Nideggen: „Tangerine Dream” mit opulenter Uraufführung

Nideggen : „Tangerine Dream” mit opulenter Uraufführung

Zum Abschluss der zweiten Eifel-Festspiele setzte Direktor Norbert Stockheim als Regisseur zusammen mit „Tangerine Dream” ein ehrgeiziges Projekt auf die Bühne von Burg Nideggen.

An zwei Abenden sahen und hörten jeweils rund 500 Zuschauer die Uraufführung von „Inferno”, dem I. Teil aus Dante Aleghieris „Göttlicher Komödie”. Mit dieser Veranstaltung verbinden die Künstler die Ankündigung, den II. Teil, „Purgatorio”, 2003 in Atlanta/USA und den III. Teil, „Paradiso”, 2004 in der Sidney Opera aufzuführen.

In der visuell opulenten Bühnen-Show steuerten Edgar Froese und Sohn Jerome an zwei Synthesizern über 80 Minuten die Partitur ihrer Musik, in die auch das Spiel der Londoner Keyboarder John Malcolm und Barry Thompson eingearbeitet war.

Die Klanggewebe dieser Musik, eine Weiterentwicklung ihres Stils, der seit 35 Jahren in über 30 Hollywoodfilmen Atmosphäre schuf und 100 Alben ermöglichte, werden auf der Bühne mehrgestaltig dynamisiert.

Die Österreicherin Iris Kulterer agiert an einem gewaltigen Arsenal von Percussion-Instrumenten und passt sich den Froeses mit wirkungsvollen Akzenten an. Sieben Sängerinnen wiegen sich im Hintergrund in Prachtgewändern mit buntem Kopfschmuck und venezianischen Masken.
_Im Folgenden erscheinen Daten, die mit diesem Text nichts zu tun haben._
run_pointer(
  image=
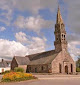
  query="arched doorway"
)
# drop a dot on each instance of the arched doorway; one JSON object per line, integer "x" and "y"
{"x": 66, "y": 69}
{"x": 71, "y": 68}
{"x": 35, "y": 70}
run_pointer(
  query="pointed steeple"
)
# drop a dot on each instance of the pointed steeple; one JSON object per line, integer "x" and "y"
{"x": 59, "y": 17}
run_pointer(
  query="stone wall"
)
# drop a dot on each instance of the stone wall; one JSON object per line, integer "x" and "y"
{"x": 13, "y": 64}
{"x": 44, "y": 68}
{"x": 24, "y": 67}
{"x": 63, "y": 59}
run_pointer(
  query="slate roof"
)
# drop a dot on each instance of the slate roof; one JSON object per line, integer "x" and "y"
{"x": 22, "y": 60}
{"x": 42, "y": 58}
{"x": 39, "y": 58}
{"x": 3, "y": 64}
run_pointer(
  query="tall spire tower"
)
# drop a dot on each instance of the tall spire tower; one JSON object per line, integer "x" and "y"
{"x": 60, "y": 33}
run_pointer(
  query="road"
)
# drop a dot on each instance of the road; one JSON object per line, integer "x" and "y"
{"x": 49, "y": 80}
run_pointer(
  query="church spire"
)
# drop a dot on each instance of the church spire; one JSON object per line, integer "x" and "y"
{"x": 60, "y": 33}
{"x": 59, "y": 17}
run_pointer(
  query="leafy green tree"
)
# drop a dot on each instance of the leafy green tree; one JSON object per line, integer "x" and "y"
{"x": 18, "y": 69}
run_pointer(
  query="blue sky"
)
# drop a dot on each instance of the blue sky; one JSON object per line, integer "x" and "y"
{"x": 27, "y": 27}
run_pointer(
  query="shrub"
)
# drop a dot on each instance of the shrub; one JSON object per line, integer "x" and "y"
{"x": 17, "y": 76}
{"x": 18, "y": 69}
{"x": 78, "y": 69}
{"x": 8, "y": 71}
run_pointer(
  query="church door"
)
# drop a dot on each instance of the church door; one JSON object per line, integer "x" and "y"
{"x": 66, "y": 69}
{"x": 60, "y": 67}
{"x": 35, "y": 70}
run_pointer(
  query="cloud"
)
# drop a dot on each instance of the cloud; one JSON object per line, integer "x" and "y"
{"x": 33, "y": 23}
{"x": 74, "y": 45}
{"x": 8, "y": 49}
{"x": 35, "y": 6}
{"x": 73, "y": 7}
{"x": 8, "y": 7}
{"x": 21, "y": 37}
{"x": 11, "y": 48}
{"x": 33, "y": 44}
{"x": 2, "y": 29}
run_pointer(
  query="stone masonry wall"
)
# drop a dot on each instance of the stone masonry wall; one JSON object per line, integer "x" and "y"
{"x": 64, "y": 59}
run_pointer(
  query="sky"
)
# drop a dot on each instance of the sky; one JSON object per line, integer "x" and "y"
{"x": 27, "y": 26}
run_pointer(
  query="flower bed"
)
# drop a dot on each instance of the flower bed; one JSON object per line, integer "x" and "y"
{"x": 17, "y": 76}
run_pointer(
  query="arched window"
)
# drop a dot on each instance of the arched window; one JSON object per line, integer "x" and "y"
{"x": 60, "y": 68}
{"x": 35, "y": 70}
{"x": 64, "y": 36}
{"x": 42, "y": 67}
{"x": 71, "y": 68}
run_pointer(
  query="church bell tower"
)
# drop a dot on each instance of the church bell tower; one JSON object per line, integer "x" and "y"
{"x": 60, "y": 34}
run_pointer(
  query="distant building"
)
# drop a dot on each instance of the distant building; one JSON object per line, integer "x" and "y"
{"x": 54, "y": 61}
{"x": 4, "y": 66}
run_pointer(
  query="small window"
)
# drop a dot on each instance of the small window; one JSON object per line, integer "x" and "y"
{"x": 42, "y": 67}
{"x": 29, "y": 68}
{"x": 57, "y": 38}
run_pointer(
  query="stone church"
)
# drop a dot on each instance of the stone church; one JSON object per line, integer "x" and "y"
{"x": 53, "y": 61}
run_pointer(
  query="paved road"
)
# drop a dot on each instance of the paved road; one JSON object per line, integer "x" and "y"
{"x": 49, "y": 80}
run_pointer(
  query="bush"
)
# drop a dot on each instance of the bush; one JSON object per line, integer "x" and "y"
{"x": 17, "y": 76}
{"x": 78, "y": 69}
{"x": 18, "y": 69}
{"x": 8, "y": 71}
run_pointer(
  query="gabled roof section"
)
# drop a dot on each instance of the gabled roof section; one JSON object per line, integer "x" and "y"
{"x": 42, "y": 58}
{"x": 3, "y": 64}
{"x": 22, "y": 60}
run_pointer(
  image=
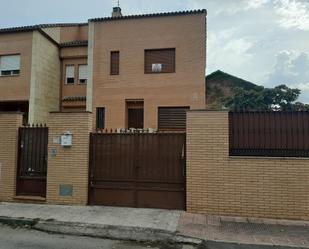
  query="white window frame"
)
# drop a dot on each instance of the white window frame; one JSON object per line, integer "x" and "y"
{"x": 80, "y": 77}
{"x": 11, "y": 68}
{"x": 71, "y": 74}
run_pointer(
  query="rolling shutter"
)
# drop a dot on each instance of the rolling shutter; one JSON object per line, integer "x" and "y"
{"x": 172, "y": 118}
{"x": 10, "y": 63}
{"x": 160, "y": 61}
{"x": 115, "y": 63}
{"x": 82, "y": 72}
{"x": 100, "y": 118}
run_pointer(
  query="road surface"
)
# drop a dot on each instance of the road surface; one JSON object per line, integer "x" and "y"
{"x": 21, "y": 238}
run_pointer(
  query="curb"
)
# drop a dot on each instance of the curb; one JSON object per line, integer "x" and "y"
{"x": 233, "y": 245}
{"x": 139, "y": 234}
{"x": 102, "y": 231}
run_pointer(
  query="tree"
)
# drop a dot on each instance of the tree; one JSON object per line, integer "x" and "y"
{"x": 265, "y": 99}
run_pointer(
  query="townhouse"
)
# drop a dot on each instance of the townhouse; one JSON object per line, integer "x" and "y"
{"x": 140, "y": 71}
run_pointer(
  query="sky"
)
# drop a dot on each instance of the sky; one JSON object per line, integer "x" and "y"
{"x": 263, "y": 41}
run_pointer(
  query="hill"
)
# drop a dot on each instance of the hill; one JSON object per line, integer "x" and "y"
{"x": 220, "y": 85}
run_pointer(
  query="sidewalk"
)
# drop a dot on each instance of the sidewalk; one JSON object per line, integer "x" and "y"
{"x": 157, "y": 225}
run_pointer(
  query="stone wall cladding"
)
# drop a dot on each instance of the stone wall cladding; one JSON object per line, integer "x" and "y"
{"x": 240, "y": 186}
{"x": 9, "y": 124}
{"x": 16, "y": 87}
{"x": 70, "y": 165}
{"x": 45, "y": 79}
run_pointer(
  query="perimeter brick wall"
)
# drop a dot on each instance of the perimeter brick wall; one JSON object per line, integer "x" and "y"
{"x": 240, "y": 186}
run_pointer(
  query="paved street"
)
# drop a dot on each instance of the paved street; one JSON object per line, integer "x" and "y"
{"x": 20, "y": 238}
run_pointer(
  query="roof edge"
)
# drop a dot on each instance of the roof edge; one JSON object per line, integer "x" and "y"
{"x": 176, "y": 13}
{"x": 39, "y": 26}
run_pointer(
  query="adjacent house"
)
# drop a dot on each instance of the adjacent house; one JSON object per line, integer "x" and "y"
{"x": 140, "y": 71}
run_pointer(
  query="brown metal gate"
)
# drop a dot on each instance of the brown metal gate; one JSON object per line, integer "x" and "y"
{"x": 32, "y": 161}
{"x": 137, "y": 170}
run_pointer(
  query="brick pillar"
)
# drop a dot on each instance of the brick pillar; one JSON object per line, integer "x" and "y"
{"x": 207, "y": 152}
{"x": 67, "y": 178}
{"x": 9, "y": 124}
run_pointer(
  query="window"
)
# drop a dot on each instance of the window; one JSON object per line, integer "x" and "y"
{"x": 9, "y": 65}
{"x": 100, "y": 117}
{"x": 114, "y": 62}
{"x": 172, "y": 118}
{"x": 160, "y": 61}
{"x": 82, "y": 74}
{"x": 69, "y": 74}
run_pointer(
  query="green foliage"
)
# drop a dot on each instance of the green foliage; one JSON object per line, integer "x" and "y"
{"x": 265, "y": 99}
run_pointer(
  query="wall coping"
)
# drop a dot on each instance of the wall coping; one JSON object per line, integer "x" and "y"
{"x": 205, "y": 110}
{"x": 17, "y": 112}
{"x": 77, "y": 112}
{"x": 267, "y": 158}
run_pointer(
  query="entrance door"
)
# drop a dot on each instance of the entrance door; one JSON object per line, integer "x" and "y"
{"x": 135, "y": 110}
{"x": 32, "y": 161}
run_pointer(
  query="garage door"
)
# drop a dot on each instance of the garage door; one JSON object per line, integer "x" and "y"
{"x": 137, "y": 170}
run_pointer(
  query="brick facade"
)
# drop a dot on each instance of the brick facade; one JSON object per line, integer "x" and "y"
{"x": 240, "y": 186}
{"x": 185, "y": 87}
{"x": 9, "y": 124}
{"x": 68, "y": 166}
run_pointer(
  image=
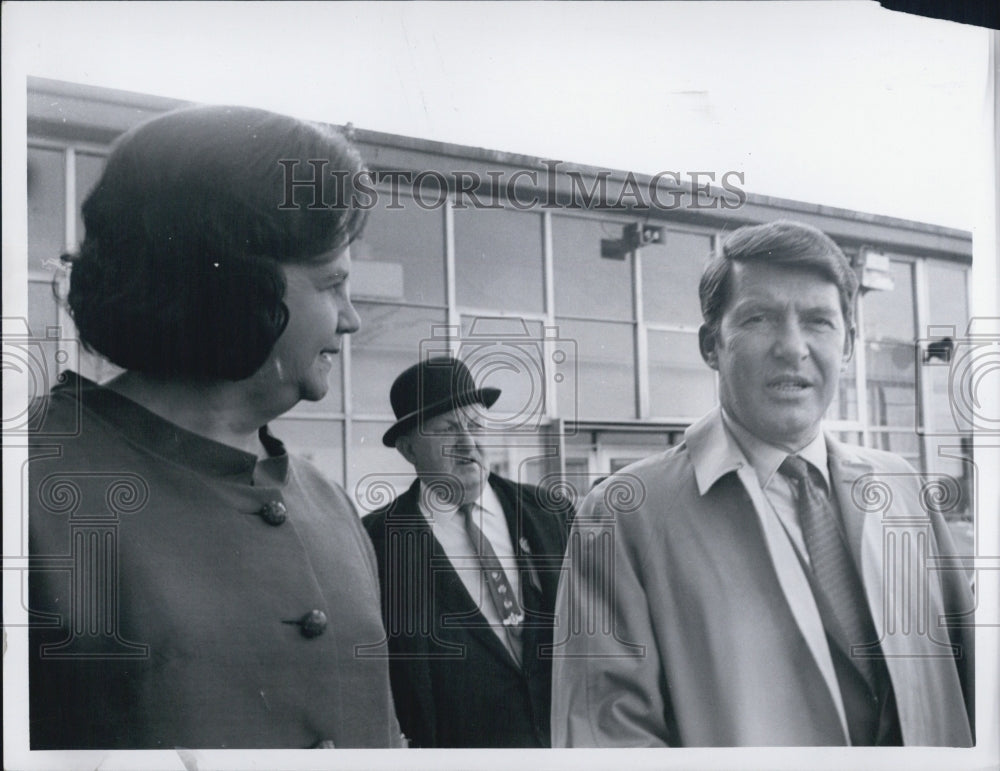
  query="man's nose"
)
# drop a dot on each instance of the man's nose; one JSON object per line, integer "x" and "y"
{"x": 791, "y": 343}
{"x": 348, "y": 320}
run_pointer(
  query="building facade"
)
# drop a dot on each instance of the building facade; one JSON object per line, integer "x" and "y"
{"x": 573, "y": 289}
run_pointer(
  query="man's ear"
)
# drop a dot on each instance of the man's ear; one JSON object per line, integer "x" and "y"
{"x": 406, "y": 449}
{"x": 708, "y": 340}
{"x": 848, "y": 346}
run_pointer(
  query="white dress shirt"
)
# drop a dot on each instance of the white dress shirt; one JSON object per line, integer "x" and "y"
{"x": 780, "y": 492}
{"x": 448, "y": 527}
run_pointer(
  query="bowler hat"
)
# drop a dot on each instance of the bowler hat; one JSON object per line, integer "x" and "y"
{"x": 433, "y": 387}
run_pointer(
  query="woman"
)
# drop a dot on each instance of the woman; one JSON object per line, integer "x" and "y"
{"x": 194, "y": 585}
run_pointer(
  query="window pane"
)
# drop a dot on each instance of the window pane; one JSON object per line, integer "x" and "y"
{"x": 680, "y": 383}
{"x": 388, "y": 342}
{"x": 891, "y": 384}
{"x": 850, "y": 437}
{"x": 377, "y": 473}
{"x": 602, "y": 385}
{"x": 670, "y": 275}
{"x": 506, "y": 353}
{"x": 845, "y": 404}
{"x": 401, "y": 253}
{"x": 585, "y": 283}
{"x": 42, "y": 308}
{"x": 946, "y": 285}
{"x": 498, "y": 259}
{"x": 46, "y": 207}
{"x": 889, "y": 315}
{"x": 906, "y": 444}
{"x": 88, "y": 171}
{"x": 321, "y": 442}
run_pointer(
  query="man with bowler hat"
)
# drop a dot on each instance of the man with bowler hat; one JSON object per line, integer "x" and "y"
{"x": 469, "y": 565}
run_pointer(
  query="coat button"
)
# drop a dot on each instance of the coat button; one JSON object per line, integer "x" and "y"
{"x": 274, "y": 513}
{"x": 313, "y": 623}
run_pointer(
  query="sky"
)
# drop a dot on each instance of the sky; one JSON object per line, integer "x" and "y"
{"x": 842, "y": 104}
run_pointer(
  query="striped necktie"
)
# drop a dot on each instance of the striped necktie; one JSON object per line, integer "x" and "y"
{"x": 836, "y": 579}
{"x": 501, "y": 592}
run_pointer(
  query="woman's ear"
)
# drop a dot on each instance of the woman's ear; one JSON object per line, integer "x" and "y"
{"x": 708, "y": 340}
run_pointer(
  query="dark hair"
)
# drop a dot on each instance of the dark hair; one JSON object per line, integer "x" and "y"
{"x": 783, "y": 243}
{"x": 178, "y": 274}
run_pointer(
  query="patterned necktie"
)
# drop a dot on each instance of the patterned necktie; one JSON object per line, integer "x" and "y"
{"x": 836, "y": 578}
{"x": 500, "y": 589}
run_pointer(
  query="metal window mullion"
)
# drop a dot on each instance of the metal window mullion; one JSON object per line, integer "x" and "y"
{"x": 861, "y": 372}
{"x": 921, "y": 311}
{"x": 548, "y": 345}
{"x": 454, "y": 318}
{"x": 70, "y": 358}
{"x": 641, "y": 360}
{"x": 347, "y": 432}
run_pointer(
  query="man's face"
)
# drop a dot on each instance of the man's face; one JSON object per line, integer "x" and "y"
{"x": 444, "y": 451}
{"x": 779, "y": 350}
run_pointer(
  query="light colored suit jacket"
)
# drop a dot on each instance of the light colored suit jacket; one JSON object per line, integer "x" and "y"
{"x": 685, "y": 617}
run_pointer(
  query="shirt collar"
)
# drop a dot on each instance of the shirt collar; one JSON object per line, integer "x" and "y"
{"x": 765, "y": 458}
{"x": 171, "y": 442}
{"x": 487, "y": 501}
{"x": 715, "y": 452}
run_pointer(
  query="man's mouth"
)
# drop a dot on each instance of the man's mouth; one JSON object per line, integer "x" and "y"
{"x": 789, "y": 384}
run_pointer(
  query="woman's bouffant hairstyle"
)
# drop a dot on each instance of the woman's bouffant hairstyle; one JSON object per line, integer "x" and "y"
{"x": 178, "y": 275}
{"x": 778, "y": 243}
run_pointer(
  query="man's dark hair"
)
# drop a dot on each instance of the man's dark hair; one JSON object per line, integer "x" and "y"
{"x": 777, "y": 243}
{"x": 178, "y": 275}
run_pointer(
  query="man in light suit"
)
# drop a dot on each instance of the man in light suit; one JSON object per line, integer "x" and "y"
{"x": 469, "y": 564}
{"x": 765, "y": 584}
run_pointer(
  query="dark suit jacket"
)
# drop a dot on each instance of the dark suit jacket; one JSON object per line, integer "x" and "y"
{"x": 453, "y": 681}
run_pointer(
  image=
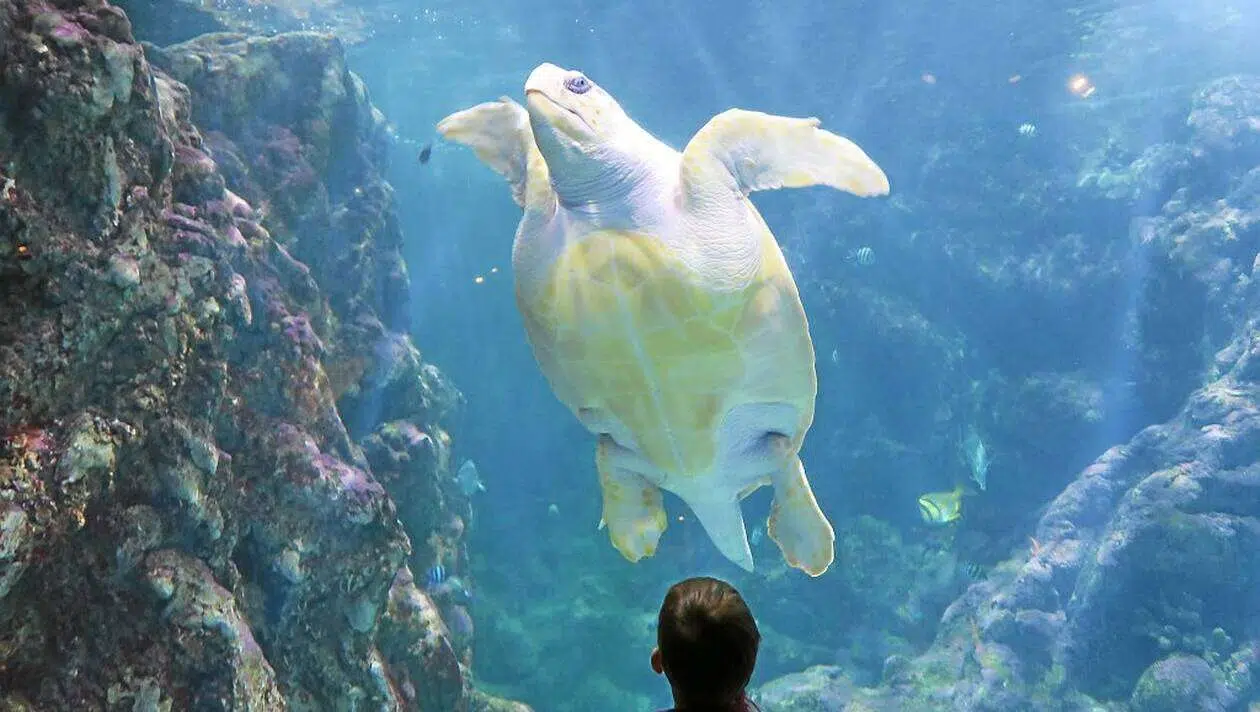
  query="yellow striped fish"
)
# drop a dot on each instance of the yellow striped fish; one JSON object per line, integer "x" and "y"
{"x": 941, "y": 507}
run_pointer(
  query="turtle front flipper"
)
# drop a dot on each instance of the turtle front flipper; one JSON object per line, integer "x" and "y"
{"x": 499, "y": 134}
{"x": 761, "y": 151}
{"x": 633, "y": 508}
{"x": 796, "y": 523}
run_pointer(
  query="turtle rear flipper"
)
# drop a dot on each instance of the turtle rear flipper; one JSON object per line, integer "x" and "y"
{"x": 633, "y": 507}
{"x": 796, "y": 523}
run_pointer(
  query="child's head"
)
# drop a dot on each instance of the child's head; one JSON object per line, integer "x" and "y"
{"x": 706, "y": 644}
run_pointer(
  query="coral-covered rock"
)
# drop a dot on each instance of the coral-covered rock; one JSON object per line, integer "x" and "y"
{"x": 1179, "y": 683}
{"x": 185, "y": 519}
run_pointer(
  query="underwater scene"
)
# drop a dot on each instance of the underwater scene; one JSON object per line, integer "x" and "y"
{"x": 402, "y": 354}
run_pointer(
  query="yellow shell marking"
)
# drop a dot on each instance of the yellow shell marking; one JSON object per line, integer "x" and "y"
{"x": 621, "y": 324}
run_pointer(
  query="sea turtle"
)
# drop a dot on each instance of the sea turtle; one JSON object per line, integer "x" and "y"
{"x": 659, "y": 305}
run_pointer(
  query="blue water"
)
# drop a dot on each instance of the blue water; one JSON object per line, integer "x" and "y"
{"x": 962, "y": 304}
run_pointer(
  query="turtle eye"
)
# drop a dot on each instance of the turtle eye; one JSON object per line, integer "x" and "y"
{"x": 578, "y": 85}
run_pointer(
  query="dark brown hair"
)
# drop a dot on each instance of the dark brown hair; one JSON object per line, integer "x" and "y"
{"x": 708, "y": 645}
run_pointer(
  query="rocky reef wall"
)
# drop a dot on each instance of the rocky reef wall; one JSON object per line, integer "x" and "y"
{"x": 1138, "y": 589}
{"x": 221, "y": 454}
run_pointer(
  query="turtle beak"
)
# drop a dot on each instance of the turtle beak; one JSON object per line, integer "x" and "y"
{"x": 544, "y": 100}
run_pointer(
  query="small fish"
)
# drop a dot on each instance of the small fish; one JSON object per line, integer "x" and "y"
{"x": 460, "y": 624}
{"x": 941, "y": 507}
{"x": 468, "y": 479}
{"x": 972, "y": 570}
{"x": 436, "y": 576}
{"x": 977, "y": 458}
{"x": 863, "y": 256}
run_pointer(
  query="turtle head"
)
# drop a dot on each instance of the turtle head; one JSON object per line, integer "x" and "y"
{"x": 582, "y": 132}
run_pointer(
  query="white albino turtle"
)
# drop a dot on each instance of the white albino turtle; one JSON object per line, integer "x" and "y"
{"x": 659, "y": 305}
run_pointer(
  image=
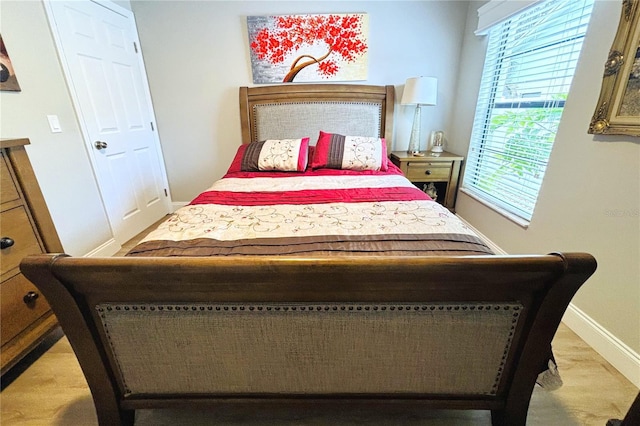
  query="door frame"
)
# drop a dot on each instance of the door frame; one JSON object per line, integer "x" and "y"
{"x": 110, "y": 5}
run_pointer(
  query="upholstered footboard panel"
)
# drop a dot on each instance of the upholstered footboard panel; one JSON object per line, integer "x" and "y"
{"x": 310, "y": 348}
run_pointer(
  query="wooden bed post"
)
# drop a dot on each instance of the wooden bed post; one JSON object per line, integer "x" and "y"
{"x": 82, "y": 339}
{"x": 578, "y": 268}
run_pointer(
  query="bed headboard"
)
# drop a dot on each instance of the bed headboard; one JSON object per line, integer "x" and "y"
{"x": 299, "y": 110}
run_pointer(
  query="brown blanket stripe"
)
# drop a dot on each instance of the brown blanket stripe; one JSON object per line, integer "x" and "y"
{"x": 397, "y": 244}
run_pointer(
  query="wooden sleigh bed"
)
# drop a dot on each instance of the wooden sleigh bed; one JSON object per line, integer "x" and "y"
{"x": 363, "y": 292}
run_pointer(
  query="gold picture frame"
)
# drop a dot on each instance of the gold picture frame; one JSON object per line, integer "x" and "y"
{"x": 618, "y": 108}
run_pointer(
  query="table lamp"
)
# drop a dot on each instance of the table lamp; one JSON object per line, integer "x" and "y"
{"x": 418, "y": 91}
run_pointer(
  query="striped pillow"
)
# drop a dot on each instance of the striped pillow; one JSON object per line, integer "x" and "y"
{"x": 284, "y": 155}
{"x": 334, "y": 151}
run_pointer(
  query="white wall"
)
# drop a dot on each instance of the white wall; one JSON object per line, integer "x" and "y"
{"x": 60, "y": 161}
{"x": 590, "y": 198}
{"x": 197, "y": 55}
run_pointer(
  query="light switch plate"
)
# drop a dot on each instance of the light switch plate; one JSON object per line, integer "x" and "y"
{"x": 54, "y": 123}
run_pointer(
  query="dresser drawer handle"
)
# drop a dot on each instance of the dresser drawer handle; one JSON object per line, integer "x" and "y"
{"x": 6, "y": 242}
{"x": 30, "y": 297}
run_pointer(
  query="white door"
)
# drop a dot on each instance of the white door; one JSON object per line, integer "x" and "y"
{"x": 100, "y": 52}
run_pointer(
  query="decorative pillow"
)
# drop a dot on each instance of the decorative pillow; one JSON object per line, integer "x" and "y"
{"x": 334, "y": 151}
{"x": 284, "y": 155}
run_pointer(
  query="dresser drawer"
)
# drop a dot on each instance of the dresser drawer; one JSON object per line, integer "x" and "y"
{"x": 417, "y": 172}
{"x": 15, "y": 224}
{"x": 15, "y": 314}
{"x": 8, "y": 191}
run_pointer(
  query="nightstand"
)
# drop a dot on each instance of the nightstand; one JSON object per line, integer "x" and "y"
{"x": 443, "y": 171}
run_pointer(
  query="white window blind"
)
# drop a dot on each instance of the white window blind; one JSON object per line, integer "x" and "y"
{"x": 529, "y": 65}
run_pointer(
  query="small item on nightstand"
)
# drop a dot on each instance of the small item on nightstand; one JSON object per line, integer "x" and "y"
{"x": 437, "y": 142}
{"x": 430, "y": 190}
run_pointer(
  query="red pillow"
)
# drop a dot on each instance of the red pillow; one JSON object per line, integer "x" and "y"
{"x": 334, "y": 151}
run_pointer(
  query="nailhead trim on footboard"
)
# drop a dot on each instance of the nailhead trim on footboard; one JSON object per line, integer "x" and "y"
{"x": 310, "y": 348}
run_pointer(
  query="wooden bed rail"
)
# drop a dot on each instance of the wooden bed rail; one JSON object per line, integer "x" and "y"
{"x": 209, "y": 318}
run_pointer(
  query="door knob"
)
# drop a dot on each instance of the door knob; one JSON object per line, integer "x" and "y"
{"x": 6, "y": 242}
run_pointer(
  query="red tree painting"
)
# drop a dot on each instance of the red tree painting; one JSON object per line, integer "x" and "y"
{"x": 326, "y": 42}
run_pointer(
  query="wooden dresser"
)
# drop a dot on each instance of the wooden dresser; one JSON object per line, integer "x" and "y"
{"x": 25, "y": 228}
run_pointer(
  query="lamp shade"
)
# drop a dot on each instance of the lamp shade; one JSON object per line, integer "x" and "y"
{"x": 420, "y": 91}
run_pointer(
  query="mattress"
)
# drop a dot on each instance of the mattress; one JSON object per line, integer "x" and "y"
{"x": 315, "y": 212}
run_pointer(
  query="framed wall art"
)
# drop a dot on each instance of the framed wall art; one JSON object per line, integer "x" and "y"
{"x": 618, "y": 108}
{"x": 8, "y": 79}
{"x": 308, "y": 48}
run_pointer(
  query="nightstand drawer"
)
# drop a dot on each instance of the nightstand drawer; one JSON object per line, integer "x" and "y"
{"x": 418, "y": 172}
{"x": 17, "y": 226}
{"x": 21, "y": 305}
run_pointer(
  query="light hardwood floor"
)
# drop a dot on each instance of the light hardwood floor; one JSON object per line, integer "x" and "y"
{"x": 52, "y": 391}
Ihr mehrsprachiger Gesang bringt klangschöne Melodienbögen ein, vom Text ist freilich kaum etwas zu verstehen. Der meditative Charakter lässt das „Inferno” eher wie ein kultisches Weihespiel wirken.

Die phantasievollste Bereicherung geschieht durch die „poetische Licht-Performance”, die Jan Kirchhoff dazu mit Mustern und farblichen Wechselbädern zu magischen Verwandlungen programmiert hat, sowie ein Feuerwerk auf der Bühne. Literarisch authentisch und eine Rechtfertigung des Titels ist der Prolog.

Die italienische Rocksängerin Mara Redighieri rezitiert zwei Cantos: die Begegnung Dantes mit dem Fährmann Charon und den Besuch Satans im untersten Höllenkreis. Sie spricht die Terzinen unpathetisch, gestaltet die Verse mit graziler Körpersprache.